Loki's ruzie, deel 4

Stilte, die nu is ingestort in de feestzaal van het hof van Agir, hing als een zwarte wolk boven Loki's hoofd. De lucht rook naar woede en bloed. Freyja - de voogd van de geliefden, zichzelf vol pijn en minachting, vrezen, opdat de heilige vrede niet verbroken wordt, Loki wees op waanzin, dat hij te zeker was van onschendbaarheid in aanwezigheid van de Asen, hij pronkt met zijn misdaden. De goden hadden tenslotte al lang een vermoeden, die verantwoordelijk is voor de dood van Baldr, en het was alleen vanwege hun eden dat ze zich onthouden van wraak. Deze keer is de maatbeker vervangen.

In zijn blindheid negeerde Loki de dreiging in de woorden van de godin, maar zoals het was, hij overlaadde haar met beledigingen, roepen, dat dit, alle goden sliepen met en vingen incest, hij heeft niet het recht om onder zulke vooraanstaande personen te spreken. Het is een feit, dat Freyja de slechtste reputatie had in Asgard en dat Loki voor het eerst tijdens het hele feest de waarheid leek te vertellen. Toch maakten zijn woorden Njord diep verontwaardigd. Hij zei, het is geen wonder dat het zo is, dat mooie vrouwen liefde zoeken in de armen van mannen, maar Loki, die zijn eigen geslacht te schande maakte, zich overgeeft aan wellustig amusement als een hoer, het heeft niet het recht om iemand hierover te oordelen. Loki hoorde het, riep hij hartstochtelijk over de vernedering, Njord leed, terwijl hij gegijzeld was in Jotunheim. De heer van de zee antwoordde hierop, dat is alles, wat hij heeft geleden, is niets vergeleken hiermee, dat hij de vader van Freya is, iedereen houdt van en Freya - de heer van liefde en mannelijke fitness, aan wie iedereen aanbidt, en Loki kon alleen spoken en monsters verwekken. Hier steunde hij de god Tyrus, maar Loki bespotte hem onmiddellijk, dat zijn zoon Fenrir hem zijn rechterhand had ontnomen, wat hem in de strijd erger maakt dan een vrouw.

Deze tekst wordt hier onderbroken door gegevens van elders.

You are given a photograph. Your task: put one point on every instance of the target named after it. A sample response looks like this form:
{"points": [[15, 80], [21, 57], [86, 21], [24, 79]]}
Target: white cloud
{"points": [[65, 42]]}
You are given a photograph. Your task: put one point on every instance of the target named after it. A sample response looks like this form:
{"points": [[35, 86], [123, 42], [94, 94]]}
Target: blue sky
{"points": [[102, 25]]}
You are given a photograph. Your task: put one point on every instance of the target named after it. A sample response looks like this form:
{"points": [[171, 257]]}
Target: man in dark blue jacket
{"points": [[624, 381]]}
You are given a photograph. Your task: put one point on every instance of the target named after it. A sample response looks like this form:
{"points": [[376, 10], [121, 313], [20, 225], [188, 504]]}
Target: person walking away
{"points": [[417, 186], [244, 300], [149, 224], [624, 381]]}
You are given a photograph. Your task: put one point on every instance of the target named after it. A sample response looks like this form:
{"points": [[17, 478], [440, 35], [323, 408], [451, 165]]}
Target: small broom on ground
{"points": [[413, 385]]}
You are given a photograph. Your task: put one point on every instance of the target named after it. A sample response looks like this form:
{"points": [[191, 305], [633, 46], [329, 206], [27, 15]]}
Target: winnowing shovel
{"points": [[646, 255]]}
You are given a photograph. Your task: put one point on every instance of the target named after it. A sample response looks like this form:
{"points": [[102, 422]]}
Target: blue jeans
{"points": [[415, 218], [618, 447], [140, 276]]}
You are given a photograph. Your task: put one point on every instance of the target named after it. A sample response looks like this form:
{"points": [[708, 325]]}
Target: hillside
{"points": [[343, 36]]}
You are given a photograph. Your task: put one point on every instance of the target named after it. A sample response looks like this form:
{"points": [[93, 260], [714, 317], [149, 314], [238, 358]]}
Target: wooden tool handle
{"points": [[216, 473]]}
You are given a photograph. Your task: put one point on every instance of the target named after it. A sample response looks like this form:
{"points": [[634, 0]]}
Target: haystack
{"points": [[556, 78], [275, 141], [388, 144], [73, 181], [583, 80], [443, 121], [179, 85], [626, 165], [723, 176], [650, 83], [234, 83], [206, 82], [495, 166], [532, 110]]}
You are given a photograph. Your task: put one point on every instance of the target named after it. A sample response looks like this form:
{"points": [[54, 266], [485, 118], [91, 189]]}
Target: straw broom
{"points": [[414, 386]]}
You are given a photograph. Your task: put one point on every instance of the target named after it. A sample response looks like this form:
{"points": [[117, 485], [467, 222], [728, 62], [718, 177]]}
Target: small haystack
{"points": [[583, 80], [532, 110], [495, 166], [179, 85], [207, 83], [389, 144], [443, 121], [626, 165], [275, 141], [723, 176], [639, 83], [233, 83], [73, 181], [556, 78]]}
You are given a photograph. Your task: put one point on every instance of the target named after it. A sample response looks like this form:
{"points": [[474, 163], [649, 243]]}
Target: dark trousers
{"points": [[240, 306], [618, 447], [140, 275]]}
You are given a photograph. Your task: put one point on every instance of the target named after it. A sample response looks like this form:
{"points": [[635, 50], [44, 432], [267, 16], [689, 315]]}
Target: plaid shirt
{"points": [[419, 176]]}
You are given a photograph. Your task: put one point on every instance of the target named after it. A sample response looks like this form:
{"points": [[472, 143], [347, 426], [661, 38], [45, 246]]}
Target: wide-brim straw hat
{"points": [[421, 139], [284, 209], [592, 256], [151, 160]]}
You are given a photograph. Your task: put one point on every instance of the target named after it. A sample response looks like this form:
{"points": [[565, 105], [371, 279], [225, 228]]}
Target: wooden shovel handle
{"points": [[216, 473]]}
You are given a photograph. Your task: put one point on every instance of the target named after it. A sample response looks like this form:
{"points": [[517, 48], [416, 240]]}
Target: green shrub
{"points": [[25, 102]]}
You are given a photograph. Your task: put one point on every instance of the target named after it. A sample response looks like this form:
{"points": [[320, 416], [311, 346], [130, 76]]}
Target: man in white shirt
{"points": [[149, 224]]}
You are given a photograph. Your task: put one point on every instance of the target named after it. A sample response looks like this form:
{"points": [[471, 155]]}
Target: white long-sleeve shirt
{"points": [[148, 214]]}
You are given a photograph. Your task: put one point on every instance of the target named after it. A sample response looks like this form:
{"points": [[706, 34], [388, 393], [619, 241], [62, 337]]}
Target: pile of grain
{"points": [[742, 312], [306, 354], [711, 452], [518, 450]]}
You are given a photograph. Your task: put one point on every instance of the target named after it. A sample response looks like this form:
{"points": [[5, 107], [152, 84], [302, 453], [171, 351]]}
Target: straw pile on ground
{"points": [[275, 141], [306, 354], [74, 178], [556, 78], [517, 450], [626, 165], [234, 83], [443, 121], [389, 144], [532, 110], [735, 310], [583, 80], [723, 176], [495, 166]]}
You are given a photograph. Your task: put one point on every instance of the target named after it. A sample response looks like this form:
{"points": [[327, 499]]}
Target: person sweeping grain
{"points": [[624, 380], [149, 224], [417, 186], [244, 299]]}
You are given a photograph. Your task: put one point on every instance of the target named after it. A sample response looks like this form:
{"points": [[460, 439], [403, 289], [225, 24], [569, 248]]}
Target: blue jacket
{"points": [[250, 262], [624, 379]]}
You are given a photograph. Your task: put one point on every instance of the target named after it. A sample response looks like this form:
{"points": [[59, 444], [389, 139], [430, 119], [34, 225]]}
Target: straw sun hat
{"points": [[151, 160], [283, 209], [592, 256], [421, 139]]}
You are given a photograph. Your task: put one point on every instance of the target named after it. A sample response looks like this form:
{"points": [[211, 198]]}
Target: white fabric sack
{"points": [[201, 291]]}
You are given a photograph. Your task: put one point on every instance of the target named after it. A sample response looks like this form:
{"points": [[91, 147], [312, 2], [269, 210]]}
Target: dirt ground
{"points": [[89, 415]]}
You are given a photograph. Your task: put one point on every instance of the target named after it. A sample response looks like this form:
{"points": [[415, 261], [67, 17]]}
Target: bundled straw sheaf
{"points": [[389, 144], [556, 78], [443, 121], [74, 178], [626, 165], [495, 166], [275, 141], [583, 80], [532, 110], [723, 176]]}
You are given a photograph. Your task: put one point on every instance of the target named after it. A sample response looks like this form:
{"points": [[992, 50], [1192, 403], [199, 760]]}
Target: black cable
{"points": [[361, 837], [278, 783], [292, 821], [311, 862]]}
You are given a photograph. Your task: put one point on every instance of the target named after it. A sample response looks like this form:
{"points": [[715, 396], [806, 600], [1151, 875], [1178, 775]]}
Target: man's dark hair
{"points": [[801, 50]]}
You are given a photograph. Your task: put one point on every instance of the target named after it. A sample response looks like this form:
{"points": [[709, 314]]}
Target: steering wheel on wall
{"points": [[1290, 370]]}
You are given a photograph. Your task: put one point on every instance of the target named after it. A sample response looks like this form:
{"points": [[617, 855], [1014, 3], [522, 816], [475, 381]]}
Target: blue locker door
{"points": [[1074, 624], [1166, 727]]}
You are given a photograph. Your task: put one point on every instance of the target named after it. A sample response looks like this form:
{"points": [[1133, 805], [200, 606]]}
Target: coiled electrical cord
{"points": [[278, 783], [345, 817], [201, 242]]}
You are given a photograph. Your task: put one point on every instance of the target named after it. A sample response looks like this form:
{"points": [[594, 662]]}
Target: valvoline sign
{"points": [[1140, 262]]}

Tyr herinnerde zich in reactie, wat een lot overkwam de Wolf, en de herinnering prikte Loki als vuur. Frey kreeg ruzie en waarschuwde de reus, dat als hij niet zweeg, het zal het lot van de zoon delen. Loki, spottend lachen, herinnerde Freyj eraan, dat hij zijn zwaard omkocht voor de charmes van de mooie Gerda en dat het lot hem zou overvallen, wanneer hij op de dag van ragnarok de zonen van Surt zal ontmoeten.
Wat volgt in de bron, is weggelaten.